In transplanting the technology to B.C., where Devon has 153,000 acres (620 square kilometers) of Horn River mineral rights, Snyder foresees building a gas factory. An efficient production line will have up to 32 long horizontal wells reaching out at varying depths from compact drilling “pads” or sites. Each one would only occupy 2.5 times the land surface space used by typical single wells in conventional Alberta production. “We would like to make this as friendly to the environment as possible,” the Devon geologist says.

The rate of shale gas development in B.C. will depend on energy prices and construction of roads, bridges and pipelines into the remote, rugged Horn River Basin.

The deposit is a three-and-a-half-hour drive northeast into the woods and muskeg marshes beyond Fort Nelson, on an industrial trail of gravel and one-lane bridges that reaches towards the provincial boundary with the Yukon and Northwest Territories.

“Even if the gas price goes up, it’s not all going to happen tomorrow,” Snyder says. “It’ll be a five- to 10-year period before it really comes on.”

With its lavish use of expensive technology to develop big reserves with long productive lives, shale gas follows a pattern set in Alberta’s oil sands that the industry calls “resource plays.” Big spreads of mineral rights are acquired. Then development goes in stages. Operations start small and slow, with pilot projects that assess variable conditions in the deposits and work out technology adaptations which can be scaled up into efficient mass production lines.

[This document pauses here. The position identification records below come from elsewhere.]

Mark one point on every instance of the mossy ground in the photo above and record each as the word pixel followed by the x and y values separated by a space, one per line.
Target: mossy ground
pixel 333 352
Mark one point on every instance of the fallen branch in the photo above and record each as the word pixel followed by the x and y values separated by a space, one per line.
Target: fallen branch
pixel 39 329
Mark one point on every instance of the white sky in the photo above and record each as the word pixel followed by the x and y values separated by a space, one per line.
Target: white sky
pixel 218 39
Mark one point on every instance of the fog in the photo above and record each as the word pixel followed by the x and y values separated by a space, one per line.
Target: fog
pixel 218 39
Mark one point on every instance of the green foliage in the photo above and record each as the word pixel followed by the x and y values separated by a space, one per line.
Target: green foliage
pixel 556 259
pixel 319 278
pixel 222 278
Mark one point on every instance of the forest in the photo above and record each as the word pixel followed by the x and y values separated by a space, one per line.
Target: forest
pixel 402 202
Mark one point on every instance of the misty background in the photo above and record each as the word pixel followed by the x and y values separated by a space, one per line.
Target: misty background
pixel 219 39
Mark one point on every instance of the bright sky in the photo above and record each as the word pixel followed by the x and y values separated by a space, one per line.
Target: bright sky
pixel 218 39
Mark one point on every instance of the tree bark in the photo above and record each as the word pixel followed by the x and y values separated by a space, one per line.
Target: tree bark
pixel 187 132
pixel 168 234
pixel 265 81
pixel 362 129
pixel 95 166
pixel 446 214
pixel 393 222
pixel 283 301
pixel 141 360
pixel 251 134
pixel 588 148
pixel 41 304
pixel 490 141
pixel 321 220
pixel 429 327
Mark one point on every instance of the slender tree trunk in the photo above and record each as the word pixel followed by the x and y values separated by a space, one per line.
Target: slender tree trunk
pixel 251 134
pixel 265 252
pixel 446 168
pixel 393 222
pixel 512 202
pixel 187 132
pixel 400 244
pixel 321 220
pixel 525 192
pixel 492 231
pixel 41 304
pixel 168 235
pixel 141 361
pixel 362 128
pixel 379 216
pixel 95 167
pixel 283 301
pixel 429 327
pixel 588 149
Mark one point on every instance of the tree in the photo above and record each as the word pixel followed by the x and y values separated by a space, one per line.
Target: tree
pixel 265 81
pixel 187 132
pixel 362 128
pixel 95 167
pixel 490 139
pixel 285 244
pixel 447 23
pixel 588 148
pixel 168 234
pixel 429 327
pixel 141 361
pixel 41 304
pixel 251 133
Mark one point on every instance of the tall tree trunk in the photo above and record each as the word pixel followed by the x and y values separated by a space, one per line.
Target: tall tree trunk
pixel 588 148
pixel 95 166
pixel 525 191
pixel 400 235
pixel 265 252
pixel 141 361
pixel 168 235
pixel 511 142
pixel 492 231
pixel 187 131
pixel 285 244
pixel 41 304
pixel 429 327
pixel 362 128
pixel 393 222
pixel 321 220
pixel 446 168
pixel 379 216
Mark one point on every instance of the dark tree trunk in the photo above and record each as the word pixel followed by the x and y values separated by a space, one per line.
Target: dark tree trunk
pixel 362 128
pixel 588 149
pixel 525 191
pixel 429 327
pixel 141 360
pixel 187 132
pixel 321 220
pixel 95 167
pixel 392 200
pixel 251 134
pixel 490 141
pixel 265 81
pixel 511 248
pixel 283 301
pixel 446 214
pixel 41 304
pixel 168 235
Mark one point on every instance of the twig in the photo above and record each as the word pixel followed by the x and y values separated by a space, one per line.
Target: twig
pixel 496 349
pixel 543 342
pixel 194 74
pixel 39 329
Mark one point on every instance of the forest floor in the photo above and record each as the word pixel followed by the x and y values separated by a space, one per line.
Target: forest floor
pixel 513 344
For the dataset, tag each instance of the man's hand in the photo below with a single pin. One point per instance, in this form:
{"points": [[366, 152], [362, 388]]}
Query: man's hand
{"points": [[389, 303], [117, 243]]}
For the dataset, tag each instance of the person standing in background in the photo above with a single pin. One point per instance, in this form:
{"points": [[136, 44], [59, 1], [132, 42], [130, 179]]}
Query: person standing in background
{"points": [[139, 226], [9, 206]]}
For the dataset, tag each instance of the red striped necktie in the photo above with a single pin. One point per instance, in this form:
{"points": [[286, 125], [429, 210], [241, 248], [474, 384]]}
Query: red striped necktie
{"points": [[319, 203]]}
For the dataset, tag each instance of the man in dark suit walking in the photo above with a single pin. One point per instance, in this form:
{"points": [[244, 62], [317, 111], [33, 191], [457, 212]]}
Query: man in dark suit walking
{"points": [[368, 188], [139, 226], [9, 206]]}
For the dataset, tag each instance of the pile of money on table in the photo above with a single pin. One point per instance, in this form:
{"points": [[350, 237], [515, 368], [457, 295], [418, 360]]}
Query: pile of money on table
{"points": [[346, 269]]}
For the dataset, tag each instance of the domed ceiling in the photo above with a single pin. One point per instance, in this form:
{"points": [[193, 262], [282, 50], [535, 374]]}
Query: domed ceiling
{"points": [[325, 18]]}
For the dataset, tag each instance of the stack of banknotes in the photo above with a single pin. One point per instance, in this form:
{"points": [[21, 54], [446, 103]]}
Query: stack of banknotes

Resource plays are dominated by big companies looking far beyond current energy markets, prices and stock exchange moods. The approach generates counter-cyclical surprises. In Alberta’s bitumen belt, the Athabasca consortium led by Shell Canada startled conventional producers and investors by launching construction of its mega-mine, pipeline and upgrader when oil stagnated at lows as sorry as US$11 a barrel in the mid-1990s. Imperial started its Cold Lake megaproject at a low point in 1980s slumps and is repeating the pattern now with its Kearl development.

On the natural gas horizon, the view is bright for B.C. Old conventional supplies are dwindling. Demand is bound to rise for the cleanest fossil fuel.

Environmental policies are expected to discourage building new coal-fired power plants, and possibly encourage old ones to switch fuels. Alberta, meanwhile, is past its best-by date as Canada’s gas supply mainstay unless it too can lure industry into shale deposits. Conventional production peaked seven years ago. Output will drop by six per cent this year then keep on shrinking by an annual average of four per cent even if drilling stages a comeback, says the latest Alberta reserves review by the Energy Resources Conservation Board.